When hiring an investment bank, either for growth capital needs or an M&A transaction, a company owner should pay special attention to the scope, team and fees in the engagement letter.
If the company has an accomplished deal professional in its camp — be it a seasoned M&A lawyer or a similarly seasoned financial advisor — this due diligence can be carried out effectively and efficiently.
However, sellers or those seeking growth capital will sometimes execute an engagement letter with little or no negotiation, creating a situation that the owner could regret.
Instead, owners should be aware of the following key points in an engagement letter and seek expert advice to get the letter positioned appropriately for their situation. (For more insight from James Hill on private equity, see "The Zero Hour." For video, click here.)
1. Scope of the Engagement
These provisions specify what the investment banker will do for the owners: help them coordinate the process; help them write the teaser that goes out to potential interested parties; work with their attorney on the nondisclosure agreements (NDAs) sent to parties that have expressed an interest after reading the teaser; and work with their owners and the attorneys and accountants to prepare the confidential information memorandum (CIM). A key to the scope of the engagement wording is to ensure that the engagement does not go beyond what the owner is hiring the investment banker to do.

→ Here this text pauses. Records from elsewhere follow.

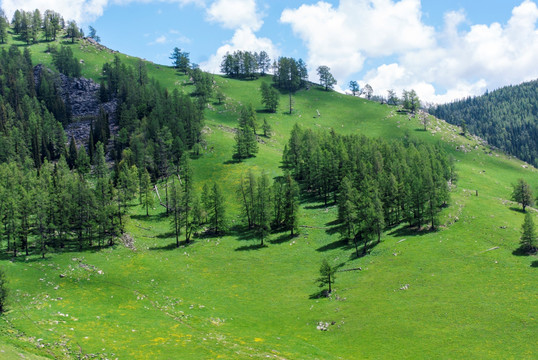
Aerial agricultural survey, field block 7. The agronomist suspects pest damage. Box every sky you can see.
[0,0,538,103]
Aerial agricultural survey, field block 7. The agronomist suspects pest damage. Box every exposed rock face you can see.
[34,64,118,146]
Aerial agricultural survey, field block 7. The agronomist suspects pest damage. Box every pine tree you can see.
[209,183,226,234]
[316,259,336,294]
[512,179,534,211]
[520,212,537,252]
[169,178,184,247]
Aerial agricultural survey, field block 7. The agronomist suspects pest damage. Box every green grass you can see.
[0,33,538,359]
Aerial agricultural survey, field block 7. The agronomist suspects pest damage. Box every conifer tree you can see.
[521,212,537,252]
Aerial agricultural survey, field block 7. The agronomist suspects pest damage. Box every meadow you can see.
[0,33,538,359]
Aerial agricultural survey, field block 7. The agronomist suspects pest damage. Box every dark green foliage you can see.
[99,57,203,175]
[52,46,80,77]
[206,183,227,234]
[0,270,7,314]
[506,179,534,211]
[282,125,455,255]
[66,20,82,43]
[316,259,336,293]
[521,213,537,252]
[430,80,538,166]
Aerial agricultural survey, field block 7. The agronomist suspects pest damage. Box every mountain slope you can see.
[430,80,538,166]
[0,29,538,359]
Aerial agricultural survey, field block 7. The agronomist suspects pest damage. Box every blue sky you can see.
[0,0,538,102]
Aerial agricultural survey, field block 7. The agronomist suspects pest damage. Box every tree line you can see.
[430,80,538,166]
[282,125,456,255]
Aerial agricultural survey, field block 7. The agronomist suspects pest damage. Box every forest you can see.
[429,80,538,166]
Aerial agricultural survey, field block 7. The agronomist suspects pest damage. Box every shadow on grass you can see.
[316,239,353,252]
[269,233,295,245]
[235,244,267,251]
[155,231,176,239]
[149,242,177,250]
[512,246,538,256]
[308,289,329,300]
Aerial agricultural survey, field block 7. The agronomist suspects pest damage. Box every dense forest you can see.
[283,125,457,256]
[430,81,538,166]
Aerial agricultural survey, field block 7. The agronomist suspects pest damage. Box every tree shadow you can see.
[235,244,267,251]
[389,226,430,237]
[223,159,241,165]
[155,231,176,239]
[148,242,178,251]
[308,289,329,300]
[510,206,527,214]
[269,233,295,245]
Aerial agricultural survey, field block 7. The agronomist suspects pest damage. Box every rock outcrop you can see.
[34,64,118,146]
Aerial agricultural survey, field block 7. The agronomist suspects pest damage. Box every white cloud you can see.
[0,0,205,23]
[200,27,279,73]
[280,0,434,80]
[206,0,263,31]
[281,0,538,102]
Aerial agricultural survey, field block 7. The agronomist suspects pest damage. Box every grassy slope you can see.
[0,32,538,359]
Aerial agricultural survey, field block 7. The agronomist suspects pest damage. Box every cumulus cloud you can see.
[281,0,538,102]
[200,0,279,73]
[0,0,205,23]
[206,0,263,31]
[363,0,538,102]
[200,27,279,73]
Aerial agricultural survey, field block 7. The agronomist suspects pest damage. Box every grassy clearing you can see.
[0,34,538,359]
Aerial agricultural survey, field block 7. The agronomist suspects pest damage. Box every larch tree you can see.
[520,212,537,252]
[506,179,534,211]
[317,65,336,91]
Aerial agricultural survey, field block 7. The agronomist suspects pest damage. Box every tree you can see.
[316,259,336,294]
[67,20,80,43]
[0,270,7,314]
[262,119,272,137]
[317,65,336,91]
[402,89,420,113]
[0,14,9,44]
[349,80,360,96]
[520,212,537,252]
[512,179,534,211]
[170,47,190,75]
[169,178,183,247]
[362,84,374,100]
[283,173,299,236]
[139,168,153,216]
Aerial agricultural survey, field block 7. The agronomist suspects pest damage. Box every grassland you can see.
[0,32,538,359]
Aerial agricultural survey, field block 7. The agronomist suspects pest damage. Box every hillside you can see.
[430,80,538,166]
[0,26,538,359]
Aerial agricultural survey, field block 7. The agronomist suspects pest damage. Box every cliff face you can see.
[34,64,118,146]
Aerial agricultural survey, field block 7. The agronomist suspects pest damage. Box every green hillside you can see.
[0,29,538,359]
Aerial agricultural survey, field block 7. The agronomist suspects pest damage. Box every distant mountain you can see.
[430,80,538,166]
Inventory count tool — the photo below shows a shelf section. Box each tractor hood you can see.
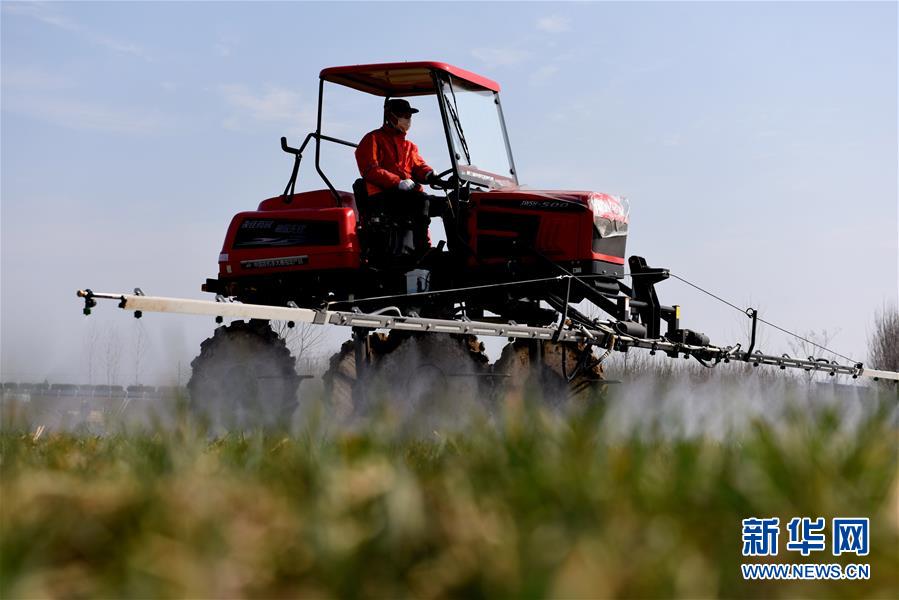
[472,187,630,238]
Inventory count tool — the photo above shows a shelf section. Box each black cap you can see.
[384,98,418,115]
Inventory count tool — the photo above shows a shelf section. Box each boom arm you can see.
[77,289,899,381]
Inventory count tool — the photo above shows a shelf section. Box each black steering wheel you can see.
[428,168,456,190]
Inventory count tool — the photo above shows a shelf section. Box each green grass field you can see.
[0,392,899,598]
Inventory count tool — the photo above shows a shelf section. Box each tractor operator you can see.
[356,98,446,253]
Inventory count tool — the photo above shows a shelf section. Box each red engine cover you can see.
[467,189,627,266]
[219,190,360,279]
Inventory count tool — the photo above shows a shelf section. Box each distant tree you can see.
[83,320,100,385]
[787,329,846,382]
[272,321,325,370]
[868,306,899,384]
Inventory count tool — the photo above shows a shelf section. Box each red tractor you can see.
[190,62,684,422]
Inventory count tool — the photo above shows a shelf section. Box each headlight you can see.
[589,194,630,237]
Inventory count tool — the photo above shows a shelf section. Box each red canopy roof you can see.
[320,61,499,97]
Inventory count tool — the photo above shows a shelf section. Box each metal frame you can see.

Owners need to be clear that the letter only articulates exactly why they are hiring the investment banker and that it is the only engagement.
2. Team and Termination
It is important to articulate in the engagement letter who will be on the team, because you do not want to work with only junior investment bankers after being sold by a senior investment banker. No investment bank can promise that a particular person will always be involved — as he or she might leave the firm — but get a best-efforts type of arrangement.
As to termination, most engagement letters should allow either party to terminate on 30-days’ written notice.
Some investment banks will ask for at least six months before this termination can occur, which may be reasonable.
3. Fees and Reimbursement
Most investment banks require an up-front fee to show good faith on the part of the owners. This will vary depending on the size of the investment bank, but a fee of $25,000 to $50,000 that is credited against the success fee is not unusual. The fee on the enterprise value of the transaction — what is known in most investment banking agreements as consideration — will typically be a certain percent up to a certain enterprise value that is agreed on between owner and bankers as likely to be achieved. Thereafter, the fees are structured in increments above the initial enterprise value to encourage the banker to seek a higher valuation.
Reimbursement of costs incurred by the investment banker are usually in the $25,000 to $50,000 range, with any overage requiring prior approval by the owners.
This is a key element in any engagement letter. The total consideration is how the banker gets his or her fee.
Points worthy of negotiation are: seller notes that are not contingent, often based on a present-value discount; seller notes or earnouts that are contingent, with the banker to get its percentage of that payment only when it is received by the owners; escrow amounts (sometimes not considered contingent but sometimes one can negotiate to pay the banker when the escrow is released in whole or in part); and any other contingent consideration deemed worthy of discussion.
Rollover equity from the seller is always considered part of the consideration.
5. Termination and Tail
Termination of the investment banker upon 30-days’ notice, if not a minimum term that might be negotiated, requires: the owners to remain responsible for indemnifying the investment bank; the non-refundable fee to remain non-refundable; the confidentiality agreement executed up front by the investment bank to remain in effect—it should for two years after either completing a deal or having a termination; all reimbursements be paid as previously noted; and the investment banking institution to have what is known as a tail period.
When it comes to the time of the tail, the investment banker will often suggest 12 to 24 months. This varies with each investment bank, but the owner should try negotiate the tail down to 12 months after the official termination.
Another termination-related item that should be included is the parties introduced. This is usually based on anyone that the investment banker or the owners suggest might be the buyer or the growth capital provider.
It is not unusual for the investment bank to suggest that after the termination it prepare a list of parties that would qualify for the 12-month period. It is more desirable to have a list as an exhibit to the engagement letter, where both the owners and the investment bankers have agreed that these parties were discussed.
The tail discussion is a sensitive one for the investment banker, and it requires significant experience to iron out the details. It is important to be fair to both the owners and the investment banker.
6. Other Banker Duties and Competitors
The investment banking firm is obligated to communicate with the owners about all parties with whom it has discussed the potential transaction. In addition, the owners will often negotiate a provision that will not allow the investment bank to represent a competitor in a transaction while it is representing the company. This is a carefully negotiated provision where a seasoned deal professional can be of great help.
This is the provision most sacred to investment banking firms and little negotiation can occur. Basically, the company is required to indemnify the investment bank for any and all claims arising out of the transaction, or the process if the transaction does not occur. Unless it can be shown that the investment bank created liability due to its wanton misconduct or gross negligence, then the indemnification stands.
The other part of this indemnification that annoys owners is that in all cases, even if the investment bank is found to have fully creating the liability, its total indemnification cap is the amount it received for the transaction.
You can achieve a few concessions with good, experienced deal counsel, but most of these provisions will remain in place.